Baldwin ranked high with a score of 468 points, compared with 322 points for Gillingham, according to a spreadsheet provided by Public Works Director Gerry Kaiser.

"The streets are assigned points based on proximity to schools, parks, employment centers, school bus stops, disabled or elderly care facilities, shopping/restaurants, and transit routes," Kaiser told me. "In addition, points were assigned for density of the adjacent development, pedestrian volumes, crash history, police ticketing, vehicle speeds, documented close calls, sidewalk connectivity, and spacing from parallel streets with sidewalk."

Pedestrians and vehicles mix on a stretch of Neenah's Gillingham Road that doesn't have sidewalks.
Pedestrians and vehicles mix on a stretch of Neenah's Gillingham Road that doesn't have sidewalks.

The pending closure of Hoover Elementary School will lower Baldwin's score to 442, but that's still considerably higher than Gillingham's 322.

Department directors, the mayor and the Common Council use the scores to prioritize which sidewalk projects rise to the top in the annual city budget. Political decisions, though, can override the scores and have done so in the past. That's one of the reasons gaps exist in Neenah's sidewalk network.

Watchdog Q&A: Duke Behnke answers your local government questions

Only three Neenah streets had higher scores than Baldwin.

  • South Park Avenue between Peckham and Cecil streets, which scored 545 points. The project hasn't yet been added to the capital improvement plan.

  • South Plummer Court between Green Bay Road and Adams Street, which scored 503 points. Sidewalks will be installed later this year.

  • Whittier Drive between Hawthorne and Kraft streets, which scored 495 points.
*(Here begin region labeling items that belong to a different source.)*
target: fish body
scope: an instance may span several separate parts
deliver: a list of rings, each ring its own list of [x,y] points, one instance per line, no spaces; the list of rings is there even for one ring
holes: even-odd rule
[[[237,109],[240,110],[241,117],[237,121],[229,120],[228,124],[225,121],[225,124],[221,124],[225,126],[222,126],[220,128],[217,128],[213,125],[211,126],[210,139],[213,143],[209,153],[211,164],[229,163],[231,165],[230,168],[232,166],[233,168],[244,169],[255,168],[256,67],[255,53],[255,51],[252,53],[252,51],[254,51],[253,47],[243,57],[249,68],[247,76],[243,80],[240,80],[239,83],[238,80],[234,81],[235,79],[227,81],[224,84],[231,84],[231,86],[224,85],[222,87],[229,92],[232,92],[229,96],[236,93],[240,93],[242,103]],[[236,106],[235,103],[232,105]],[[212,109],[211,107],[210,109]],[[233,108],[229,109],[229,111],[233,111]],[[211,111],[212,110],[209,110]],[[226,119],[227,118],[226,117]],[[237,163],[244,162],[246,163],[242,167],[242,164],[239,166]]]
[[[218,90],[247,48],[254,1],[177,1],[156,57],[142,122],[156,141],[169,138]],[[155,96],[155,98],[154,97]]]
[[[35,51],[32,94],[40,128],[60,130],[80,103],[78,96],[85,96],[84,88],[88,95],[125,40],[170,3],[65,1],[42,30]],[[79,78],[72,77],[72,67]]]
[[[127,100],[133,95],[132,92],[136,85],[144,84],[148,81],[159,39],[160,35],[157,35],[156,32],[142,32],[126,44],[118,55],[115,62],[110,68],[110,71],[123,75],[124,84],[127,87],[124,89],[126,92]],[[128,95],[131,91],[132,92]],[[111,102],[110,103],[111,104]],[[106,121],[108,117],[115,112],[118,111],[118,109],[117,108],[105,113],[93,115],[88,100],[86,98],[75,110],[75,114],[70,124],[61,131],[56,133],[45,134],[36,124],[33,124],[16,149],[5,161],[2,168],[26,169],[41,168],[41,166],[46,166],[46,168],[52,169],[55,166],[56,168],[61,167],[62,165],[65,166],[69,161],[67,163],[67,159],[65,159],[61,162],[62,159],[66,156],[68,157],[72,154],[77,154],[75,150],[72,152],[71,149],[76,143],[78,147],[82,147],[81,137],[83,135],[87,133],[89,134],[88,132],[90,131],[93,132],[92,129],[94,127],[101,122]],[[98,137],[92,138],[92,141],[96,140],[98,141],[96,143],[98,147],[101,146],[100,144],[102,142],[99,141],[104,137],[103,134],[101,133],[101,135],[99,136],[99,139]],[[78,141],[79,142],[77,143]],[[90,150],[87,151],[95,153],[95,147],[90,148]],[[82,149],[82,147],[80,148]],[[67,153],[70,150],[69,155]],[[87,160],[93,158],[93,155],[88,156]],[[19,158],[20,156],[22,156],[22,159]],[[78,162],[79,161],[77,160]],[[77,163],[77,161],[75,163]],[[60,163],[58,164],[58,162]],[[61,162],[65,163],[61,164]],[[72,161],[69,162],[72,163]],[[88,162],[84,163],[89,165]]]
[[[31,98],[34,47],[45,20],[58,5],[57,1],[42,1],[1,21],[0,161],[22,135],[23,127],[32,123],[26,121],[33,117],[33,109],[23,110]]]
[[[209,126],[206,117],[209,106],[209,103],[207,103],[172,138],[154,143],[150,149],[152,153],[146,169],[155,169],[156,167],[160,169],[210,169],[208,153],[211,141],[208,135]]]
The project was recommended in the 2020 Neenah budget but was removed by the council.

Kaiser said the scores will be recalculated this summer to account for school boundary changes and the closure of Hoover school, which were approved in February by the Neenah school board, and for the 2023 closure of Shattuck Middle School.

The metrics pertain only to developed areas with gaps in the sidewalk network. New developments are handled differently.

"As new subdivisions come forward, we are identifying the sidewalk locations in the platting process and arranging for developer funding for sidewalk installation in the early stages of buildout," Kaiser said.